Absorber la demande croissante qui sera déclenchée par la généralisation de l’AMO pour le système de santé, investir dans les infrastructures, recruter des ressources humaines, réorganiser la gouvernance du secteur : le chantier de la réforme du système de santé qui se dresse devant l’État est colossal.
Cet article a été initialement publié le 10 juin mais a été réformé pour prendre en compte les récentes évolutions liées à la réforme du système de santé.

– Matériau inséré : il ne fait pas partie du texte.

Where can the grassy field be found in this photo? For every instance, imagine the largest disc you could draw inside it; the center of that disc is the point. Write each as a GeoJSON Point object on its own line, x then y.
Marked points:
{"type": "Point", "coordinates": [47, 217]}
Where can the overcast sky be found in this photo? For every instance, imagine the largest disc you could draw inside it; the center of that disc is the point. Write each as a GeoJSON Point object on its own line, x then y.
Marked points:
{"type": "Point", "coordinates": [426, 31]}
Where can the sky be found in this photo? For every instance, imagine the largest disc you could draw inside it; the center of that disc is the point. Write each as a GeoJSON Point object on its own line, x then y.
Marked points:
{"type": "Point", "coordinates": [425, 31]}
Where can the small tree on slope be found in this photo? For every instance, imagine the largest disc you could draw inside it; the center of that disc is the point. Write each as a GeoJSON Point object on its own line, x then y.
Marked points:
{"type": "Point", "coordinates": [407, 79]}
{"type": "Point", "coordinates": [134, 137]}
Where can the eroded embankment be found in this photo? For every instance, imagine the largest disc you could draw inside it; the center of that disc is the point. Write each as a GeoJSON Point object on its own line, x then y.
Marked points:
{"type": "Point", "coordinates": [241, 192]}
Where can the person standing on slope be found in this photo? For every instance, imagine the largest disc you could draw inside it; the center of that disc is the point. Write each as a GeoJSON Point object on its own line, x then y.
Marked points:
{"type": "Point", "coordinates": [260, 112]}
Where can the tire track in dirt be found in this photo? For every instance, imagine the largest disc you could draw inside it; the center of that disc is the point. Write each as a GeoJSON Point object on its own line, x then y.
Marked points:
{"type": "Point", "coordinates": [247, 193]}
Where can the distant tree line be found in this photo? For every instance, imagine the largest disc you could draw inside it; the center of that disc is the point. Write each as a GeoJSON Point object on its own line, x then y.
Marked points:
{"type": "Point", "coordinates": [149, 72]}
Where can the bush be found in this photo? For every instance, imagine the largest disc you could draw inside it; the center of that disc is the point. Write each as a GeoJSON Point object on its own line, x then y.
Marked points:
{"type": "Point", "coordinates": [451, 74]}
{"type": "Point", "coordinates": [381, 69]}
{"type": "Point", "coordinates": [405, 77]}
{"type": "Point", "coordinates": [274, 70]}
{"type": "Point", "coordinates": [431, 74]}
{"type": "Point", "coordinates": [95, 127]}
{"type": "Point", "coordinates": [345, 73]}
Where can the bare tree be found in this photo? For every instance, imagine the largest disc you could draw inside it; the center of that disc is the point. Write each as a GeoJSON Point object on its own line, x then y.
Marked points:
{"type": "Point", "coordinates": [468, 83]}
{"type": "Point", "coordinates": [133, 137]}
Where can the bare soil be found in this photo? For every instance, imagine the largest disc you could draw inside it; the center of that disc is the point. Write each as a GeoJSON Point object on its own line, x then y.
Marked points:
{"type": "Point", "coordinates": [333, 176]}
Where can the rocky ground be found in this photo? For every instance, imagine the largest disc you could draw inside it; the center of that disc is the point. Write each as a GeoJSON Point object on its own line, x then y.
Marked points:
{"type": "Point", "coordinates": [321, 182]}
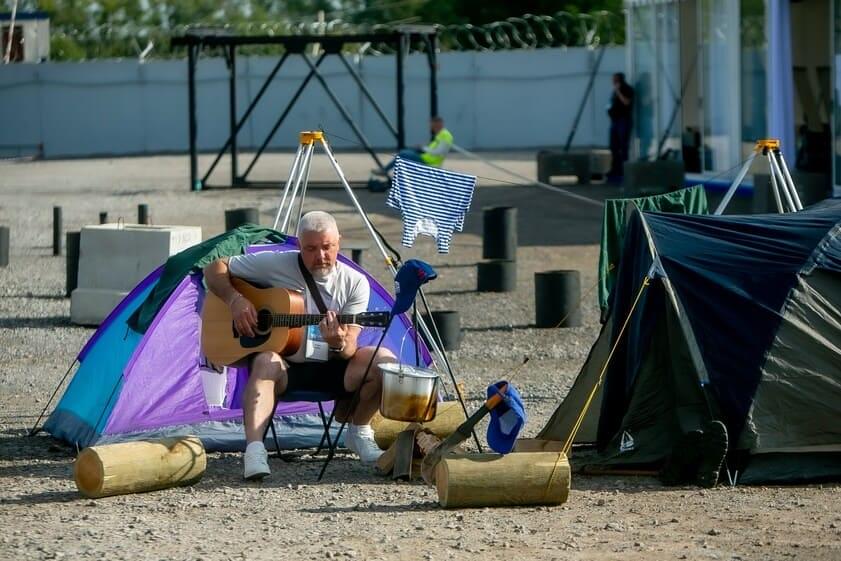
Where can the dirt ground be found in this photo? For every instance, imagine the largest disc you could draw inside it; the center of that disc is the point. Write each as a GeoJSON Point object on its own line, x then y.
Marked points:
{"type": "Point", "coordinates": [352, 513]}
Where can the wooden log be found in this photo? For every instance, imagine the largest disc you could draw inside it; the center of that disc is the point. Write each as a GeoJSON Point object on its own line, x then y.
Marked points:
{"type": "Point", "coordinates": [134, 467]}
{"type": "Point", "coordinates": [449, 416]}
{"type": "Point", "coordinates": [517, 479]}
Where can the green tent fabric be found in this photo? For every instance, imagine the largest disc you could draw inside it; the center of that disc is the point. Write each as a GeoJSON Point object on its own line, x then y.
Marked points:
{"type": "Point", "coordinates": [232, 242]}
{"type": "Point", "coordinates": [692, 200]}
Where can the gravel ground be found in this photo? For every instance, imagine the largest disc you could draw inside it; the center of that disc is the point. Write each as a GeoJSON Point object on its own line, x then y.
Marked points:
{"type": "Point", "coordinates": [352, 513]}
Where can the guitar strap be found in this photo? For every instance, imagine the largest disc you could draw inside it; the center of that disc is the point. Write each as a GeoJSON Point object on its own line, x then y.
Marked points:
{"type": "Point", "coordinates": [316, 347]}
{"type": "Point", "coordinates": [311, 286]}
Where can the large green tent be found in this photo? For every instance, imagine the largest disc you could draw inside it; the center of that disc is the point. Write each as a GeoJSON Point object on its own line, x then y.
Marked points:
{"type": "Point", "coordinates": [737, 319]}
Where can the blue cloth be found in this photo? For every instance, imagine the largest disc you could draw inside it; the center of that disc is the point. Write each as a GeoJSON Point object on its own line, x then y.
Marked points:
{"type": "Point", "coordinates": [408, 281]}
{"type": "Point", "coordinates": [406, 154]}
{"type": "Point", "coordinates": [433, 201]}
{"type": "Point", "coordinates": [507, 418]}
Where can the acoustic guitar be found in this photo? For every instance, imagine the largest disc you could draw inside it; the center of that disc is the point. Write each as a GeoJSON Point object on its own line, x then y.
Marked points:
{"type": "Point", "coordinates": [280, 319]}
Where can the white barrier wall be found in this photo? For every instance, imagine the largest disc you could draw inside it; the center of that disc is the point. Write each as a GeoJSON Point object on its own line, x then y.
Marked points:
{"type": "Point", "coordinates": [512, 99]}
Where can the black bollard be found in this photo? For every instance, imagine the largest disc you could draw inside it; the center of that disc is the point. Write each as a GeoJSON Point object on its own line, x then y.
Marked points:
{"type": "Point", "coordinates": [497, 275]}
{"type": "Point", "coordinates": [557, 299]}
{"type": "Point", "coordinates": [238, 216]}
{"type": "Point", "coordinates": [499, 233]}
{"type": "Point", "coordinates": [57, 228]}
{"type": "Point", "coordinates": [448, 323]}
{"type": "Point", "coordinates": [73, 239]}
{"type": "Point", "coordinates": [4, 246]}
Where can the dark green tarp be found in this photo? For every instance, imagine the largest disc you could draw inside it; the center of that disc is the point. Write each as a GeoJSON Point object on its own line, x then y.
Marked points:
{"type": "Point", "coordinates": [692, 200]}
{"type": "Point", "coordinates": [232, 242]}
{"type": "Point", "coordinates": [740, 323]}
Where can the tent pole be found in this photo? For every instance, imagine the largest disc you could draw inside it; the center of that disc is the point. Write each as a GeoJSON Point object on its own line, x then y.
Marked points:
{"type": "Point", "coordinates": [775, 186]}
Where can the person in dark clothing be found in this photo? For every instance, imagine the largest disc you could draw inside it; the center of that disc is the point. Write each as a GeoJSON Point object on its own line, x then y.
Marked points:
{"type": "Point", "coordinates": [620, 112]}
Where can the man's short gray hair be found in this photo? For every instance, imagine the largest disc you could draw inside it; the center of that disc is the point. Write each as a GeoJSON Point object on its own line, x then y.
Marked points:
{"type": "Point", "coordinates": [317, 221]}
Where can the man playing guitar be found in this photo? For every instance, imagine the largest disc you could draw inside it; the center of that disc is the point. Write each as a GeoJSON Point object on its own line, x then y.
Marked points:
{"type": "Point", "coordinates": [329, 360]}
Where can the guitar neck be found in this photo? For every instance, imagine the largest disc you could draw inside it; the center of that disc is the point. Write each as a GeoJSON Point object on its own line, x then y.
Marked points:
{"type": "Point", "coordinates": [300, 320]}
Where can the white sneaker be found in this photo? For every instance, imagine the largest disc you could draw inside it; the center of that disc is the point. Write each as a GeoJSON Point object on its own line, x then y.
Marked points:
{"type": "Point", "coordinates": [360, 440]}
{"type": "Point", "coordinates": [256, 462]}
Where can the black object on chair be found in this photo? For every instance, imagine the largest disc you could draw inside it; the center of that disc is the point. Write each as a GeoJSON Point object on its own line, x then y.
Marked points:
{"type": "Point", "coordinates": [310, 397]}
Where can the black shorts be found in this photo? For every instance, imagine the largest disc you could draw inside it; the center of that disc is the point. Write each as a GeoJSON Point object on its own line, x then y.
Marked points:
{"type": "Point", "coordinates": [326, 376]}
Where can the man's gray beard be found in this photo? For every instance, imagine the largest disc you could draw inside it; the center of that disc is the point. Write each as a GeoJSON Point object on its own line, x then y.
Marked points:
{"type": "Point", "coordinates": [322, 272]}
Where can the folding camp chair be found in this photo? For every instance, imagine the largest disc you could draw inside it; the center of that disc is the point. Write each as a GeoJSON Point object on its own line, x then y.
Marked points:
{"type": "Point", "coordinates": [310, 397]}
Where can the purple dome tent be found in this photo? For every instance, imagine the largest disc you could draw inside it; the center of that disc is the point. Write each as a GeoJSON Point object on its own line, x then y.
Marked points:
{"type": "Point", "coordinates": [131, 385]}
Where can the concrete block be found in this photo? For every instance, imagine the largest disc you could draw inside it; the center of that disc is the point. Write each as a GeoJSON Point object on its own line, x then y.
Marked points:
{"type": "Point", "coordinates": [652, 178]}
{"type": "Point", "coordinates": [113, 258]}
{"type": "Point", "coordinates": [552, 163]}
{"type": "Point", "coordinates": [90, 306]}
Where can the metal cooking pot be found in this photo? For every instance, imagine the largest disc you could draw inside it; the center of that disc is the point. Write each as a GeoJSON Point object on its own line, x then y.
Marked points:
{"type": "Point", "coordinates": [410, 393]}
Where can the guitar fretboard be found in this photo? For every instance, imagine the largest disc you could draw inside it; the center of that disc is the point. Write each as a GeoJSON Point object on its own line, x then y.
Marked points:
{"type": "Point", "coordinates": [300, 320]}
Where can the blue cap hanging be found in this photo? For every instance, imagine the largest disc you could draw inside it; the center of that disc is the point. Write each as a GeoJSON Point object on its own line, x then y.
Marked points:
{"type": "Point", "coordinates": [507, 418]}
{"type": "Point", "coordinates": [408, 281]}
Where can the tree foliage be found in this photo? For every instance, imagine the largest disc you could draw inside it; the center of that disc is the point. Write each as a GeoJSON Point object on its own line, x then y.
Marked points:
{"type": "Point", "coordinates": [123, 28]}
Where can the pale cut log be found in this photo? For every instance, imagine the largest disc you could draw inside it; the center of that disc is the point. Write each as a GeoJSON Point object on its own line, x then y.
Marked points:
{"type": "Point", "coordinates": [134, 467]}
{"type": "Point", "coordinates": [517, 479]}
{"type": "Point", "coordinates": [449, 416]}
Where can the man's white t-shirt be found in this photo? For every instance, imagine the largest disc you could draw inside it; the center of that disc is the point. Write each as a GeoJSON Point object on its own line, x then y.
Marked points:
{"type": "Point", "coordinates": [345, 290]}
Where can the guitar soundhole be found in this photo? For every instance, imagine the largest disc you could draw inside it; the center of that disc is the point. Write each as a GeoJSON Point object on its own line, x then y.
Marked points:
{"type": "Point", "coordinates": [264, 321]}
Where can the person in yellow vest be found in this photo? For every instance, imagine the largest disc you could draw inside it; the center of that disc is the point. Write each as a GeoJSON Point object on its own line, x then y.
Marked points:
{"type": "Point", "coordinates": [432, 154]}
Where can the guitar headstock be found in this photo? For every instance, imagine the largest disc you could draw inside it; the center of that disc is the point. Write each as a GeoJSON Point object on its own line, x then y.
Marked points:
{"type": "Point", "coordinates": [373, 319]}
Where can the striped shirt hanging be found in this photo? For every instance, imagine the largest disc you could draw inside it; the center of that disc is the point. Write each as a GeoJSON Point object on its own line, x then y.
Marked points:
{"type": "Point", "coordinates": [433, 201]}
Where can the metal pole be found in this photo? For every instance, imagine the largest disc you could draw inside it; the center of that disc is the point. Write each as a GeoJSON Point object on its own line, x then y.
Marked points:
{"type": "Point", "coordinates": [57, 228]}
{"type": "Point", "coordinates": [303, 193]}
{"type": "Point", "coordinates": [583, 103]}
{"type": "Point", "coordinates": [195, 184]}
{"type": "Point", "coordinates": [776, 191]}
{"type": "Point", "coordinates": [143, 214]}
{"type": "Point", "coordinates": [232, 101]}
{"type": "Point", "coordinates": [247, 114]}
{"type": "Point", "coordinates": [735, 185]}
{"type": "Point", "coordinates": [789, 181]}
{"type": "Point", "coordinates": [432, 57]}
{"type": "Point", "coordinates": [776, 175]}
{"type": "Point", "coordinates": [401, 110]}
{"type": "Point", "coordinates": [302, 172]}
{"type": "Point", "coordinates": [286, 111]}
{"type": "Point", "coordinates": [295, 163]}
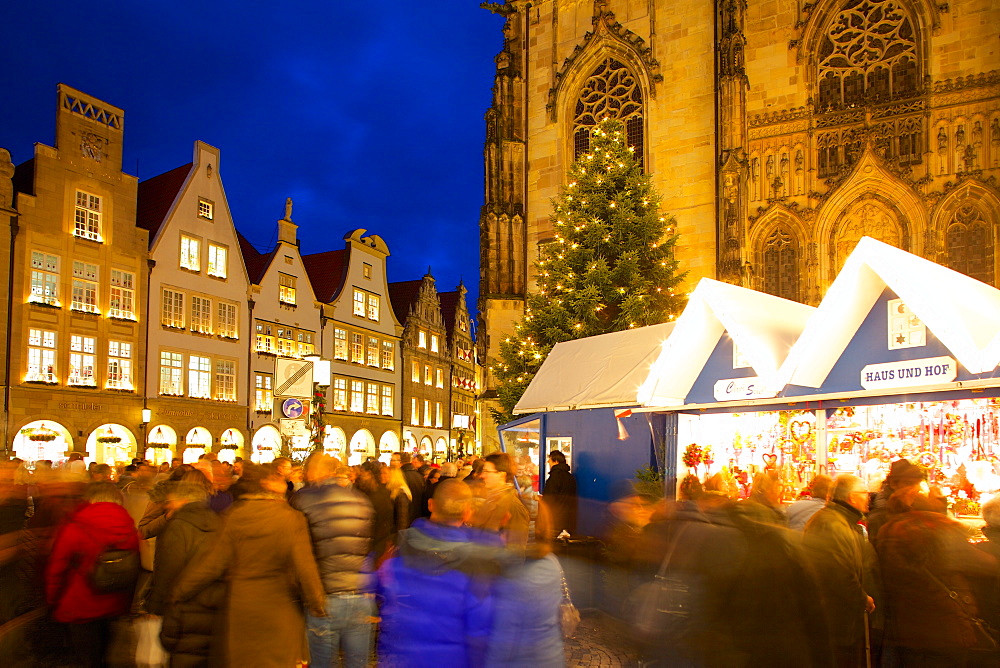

La réforme du système de santé connait un sacré coup d’accélérateur. Le 13 juin, le Chef de gouvernement Aziz Akhannouch présentait les grandes lignes de la réforme du système de santé devant le Parlement. Un mois plus tard, jour pour jour, un Conseil des ministres présidé par le roi Mohammed VI adopte ce qui devrait constituer la pierre angulaire de cette réforme, le projet de loi-cadre sur le système de santé. Une réforme capitale pour le pays qui commence déjà à se concrétiser. Car d’ici la fin de l’année 2022, l’Assurance maladie obligatoire (AMO) devra couvrir près de 22 millions de Marocains supplémentaires. Une intégration massive qui mènera inexorablement à la création d’une forte demande en soins dans un pays manquant sévèrement d’infrastructures nécessaires et de personnels médical et paramédical. Ambitieuse, la réforme de la protection sociale, et plus particulièrement la généralisation de l’AMO, doit mener à un investissement massif dans de nouvelles infrastructures ainsi qu’à une restructuration de la gouvernance du secteur. Le tout devra être accompagné d’un recrutement conséquent de ressources humaines. Mais que prévoit l’État pour remplir ses objectifs? Point d’étape et indiscrétions.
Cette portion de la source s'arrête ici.